15. Gelet op het voorgaande zal de kantonrechter als maatstaf hanteren of de boete in een redelijke verhouding staat tot de voor Ymere te verwachten schade door de gedraging waarop de boete is gesteld, en of de boete als ‘prikkel tot nakoming’ in een redelijke verhouding staat tot het belang voor Ymere dat met nakoming van de verplichting is gediend. Verder moet de gedraging waarop de boete is gesteld een voldoende ernstige tekortkoming in de nakoming opleveren om een boete te kunnen rechtvaardigen. Naar het voorlopige oordeel van de kantonrechter levert het toestaan dan wel onvoldoende verhinderen dat het gehuurde gebruikt wordt voor bedrijfsmatige hennepteelt zonder meer een ernstige tekortkoming in de nakoming op die een boete rechtvaardigt. In de dagvaarding heeft Ymere over de hoogte van de gevorderde boete gesteld dat zij middels de boete huurders ervan probeert te weerhouden dat zij zich met hennepteelt inlaten. De boete moet een voldoende afschrikwekkende werking hebben en het bedrag moet in de pas lopen met de te realiseren omzetten uit hennepteelt. Gelet op het feit dat de boete gelimiteerd is, wordt voorshands geoordeeld dat het boetebeding niet onevenredig bezwarend is.

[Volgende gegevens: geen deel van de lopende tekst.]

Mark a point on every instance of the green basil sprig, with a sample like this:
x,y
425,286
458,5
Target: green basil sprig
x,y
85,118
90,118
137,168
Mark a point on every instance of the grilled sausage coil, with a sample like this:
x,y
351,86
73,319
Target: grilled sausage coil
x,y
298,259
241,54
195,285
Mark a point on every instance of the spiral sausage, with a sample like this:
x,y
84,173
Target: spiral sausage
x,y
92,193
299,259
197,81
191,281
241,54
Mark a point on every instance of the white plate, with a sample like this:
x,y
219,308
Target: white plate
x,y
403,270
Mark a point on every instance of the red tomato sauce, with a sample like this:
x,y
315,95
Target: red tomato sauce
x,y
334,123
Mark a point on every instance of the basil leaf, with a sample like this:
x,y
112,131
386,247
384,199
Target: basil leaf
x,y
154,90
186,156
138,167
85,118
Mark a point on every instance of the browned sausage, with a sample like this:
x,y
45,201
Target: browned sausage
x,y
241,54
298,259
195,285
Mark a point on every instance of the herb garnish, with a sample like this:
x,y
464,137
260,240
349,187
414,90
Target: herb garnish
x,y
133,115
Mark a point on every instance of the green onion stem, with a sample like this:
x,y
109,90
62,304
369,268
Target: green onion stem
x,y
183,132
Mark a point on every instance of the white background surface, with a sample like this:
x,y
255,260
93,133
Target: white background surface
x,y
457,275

16. [eiser] heeft een beroep op matiging gedaan. Dit beroep slaagt. [eiser] heeft een beperkte financiële draagkracht hetgeen betekent dat hij nog lang bezig zal zijn als hij de volledige boete moet afbetalen. Daarnaast verliest hij ook zijn woning en moet hij bij zijn ouders en/of vriendin blijven wonen. De kantonrechter weegt ook mee dat anders dan in de uitspraak van het hof Amsterdam van 15 februari 2018 (zaaknummer 200.231.795/01 SKG) waar Ymere naar heeft verwezen, in dit geval niet is komen vast te staan dat [eiser] zelf de hennepkwekerij heeft geëxploiteerd. Evenmin is aannemelijk geworden dat [eiser] door de onderhuurder meer vergoed heeft gekregen dan de maandelijkse huurprijs. Gelet op het mogelijke schadeverhaal van Ymere dat ook nog kan spelen naar aanleiding van de (wijze van) oplevering van het gehuurde, acht de kantonrechter matiging tot € 2.500,00 aan de orde.
17. De wettelijke rente wordt als onbetwist toegewezen.

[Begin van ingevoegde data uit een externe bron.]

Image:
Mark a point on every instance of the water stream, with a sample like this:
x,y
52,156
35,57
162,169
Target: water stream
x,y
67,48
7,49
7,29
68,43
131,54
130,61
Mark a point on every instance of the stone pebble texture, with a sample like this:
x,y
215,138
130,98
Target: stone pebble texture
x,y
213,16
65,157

18. [eiser] zal als de grotendeels in het ongelijk gestelde partij worden veroordeeld in de proceskosten, aan de zijde van Ymere begroot op:
  • dagvaardingskosten € 275,12 (oorspronkelijke dagvaarding)
  • griffierecht € 129,00
  • salaris gemachtigde
totaal € 1.131,12.

BESLISSING

De kantonrechter:
verklaart het verzet deels gegrond en vernietigt het verstekvonnis dat op 18 juli 2023 tussen partijen gewezen is;
veroordeelt [eiser] om het gehuurde aan de [adres] binnen 3 dagen na betekening van dit vonnis te ontruimen en ter beschikking van Ymere te stellen, welke ontruiming zo nodig door de deurwaarder bewerkstelligd kan worden met behulp van de sterke arm conform het in artikel 555 e.v. jo. 444 Rv bepaalde;
veroordeelt [eiser] tot betaling van € 2.500,00 aan contractuele boete, vermeerderd met de wettelijke rente vanaf 15 juni 2023 tot aan de dag van betaling;
veroordeelt [eiser] in de proceskosten, tot op heden aan de zijde van Ymere begroot op € 1.131,12 voor zover van toepassing, inclusief btw;
veroordeelt [eiser] in de na dit vonnis ontstane kosten, begroot op € 66,00 aan salaris gemachtigde, voor zover van toepassing inclusief btw;
verklaart de veroordelingen uitvoerbaar bij voorraad;
wijst af het meer of anders gevorderde.
Dit vonnis is gewezen door mr. R. Kruisdijk, kantonrechter, en in het openbaar uitgesproken op 15 augustus 2023 in tegenwoordigheid van de griffier.